What about gender differences in pharmcokinetics parameters?

 

What about age and gender ?

 

What about ADRs?

The incidence of adverse drug reactions (ADRs)] due to CYP2D6-dependent β-blockers is higher in female patients because of the lower sensitivity of CYP2D6 to the drug in women, and the consequently higher plasma levels of this drug in their blood (Clin Pharmacol Ther 2006; 80 (5):551-3). Thus, it could be safer for women to use β-blockers which are metabolized less by CYP2D6, such as carvedilol or nebivolol (Dtsch Med Wochenschr 2004; 129 (15):831-5) or atenolol, which is not metabolized at all by this enzyme.

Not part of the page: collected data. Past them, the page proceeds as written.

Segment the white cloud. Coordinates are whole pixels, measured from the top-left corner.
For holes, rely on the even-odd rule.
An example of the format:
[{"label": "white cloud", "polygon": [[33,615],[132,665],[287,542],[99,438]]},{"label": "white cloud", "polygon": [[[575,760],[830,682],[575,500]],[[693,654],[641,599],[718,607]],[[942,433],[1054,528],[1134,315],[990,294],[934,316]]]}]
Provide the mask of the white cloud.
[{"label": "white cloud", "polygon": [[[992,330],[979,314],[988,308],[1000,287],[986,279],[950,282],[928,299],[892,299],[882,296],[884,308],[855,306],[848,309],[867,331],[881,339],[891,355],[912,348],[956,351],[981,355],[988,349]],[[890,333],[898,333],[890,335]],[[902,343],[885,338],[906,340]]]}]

More attention should be paid to periods specific to women, such as menopause, pregnancy, pre-and post delivery, and lactation. The menstrual cycle and oral contraceptive (OC) use are particularly relevant. Two classes of interactions have been described with OC: i) those that have an impact on their effect (e.g. rifampicina, phenythoin, hypericum) and ii) those in which OC interacts with the metabolism or activity of other drugs. In women, the use of OC modifies many biochemical parameters which can be used as biomarkers to measure the drug efficacy. OCs, in fact, are able to modify DNA methylation.

 

What about gender differences in drug activity?

ANG II infusion in females is not associated with either a change in the activity of NADPH oxidase or the expression of p67phox, a subunit of NADPH oxidase, both of which were increased in males receiving ANG II (Lopez-Ruiz A et al Am J Physiol Heart Circ Physiol 2008; 295: H466–H474).

ACEI enhances basal t-PA release in women, independent of menopausal status, but not in men. (Arterioscler Thromb Vasc Biol 2005; 25: 2435-2440.). Among 21 large studies with ACEI and ARB, 12 trials did not report gender-specific outcomes. Among these, only 3 trials tried to account for potential gender-differences by conducting gender-adjusted analysis. Among the ACEI and ARBS trials, women accounted for 37.5% and 48.5% of trial participants, respectively.

The majority of trials did not have adequate power to evaluate gender differences. In the treatment of congestive heart failure with ACEI, “Men receive more benefit with respect to mortality reduction than women” (Eyhan G et al Eur J Heart Fail 2007; 9: 594-601; Miller JA et al J Am Soc Nephrol 2006; 17: 2554-60, Rabi DM et al Can J Cardiol 2008; 24(6)); “Cough occurs more frequently in females than in men” [Os I et al Am J Hypertens 1994; 7: 1012–1015]; “Angioedema has been suggested to be more frequent in females on ACE inhibitors than men” (Miller DR et al Hypertension 2008; 51: 1624-1630).

 

What about primary prevention?

Only 26% of women have been included in primary prevention

 

Conclusions

More studies on gender differences can help in better profiling the pharmaco-therapeutic approach for women. More studies on gender differences can decrease the number of ADRs both in men and women.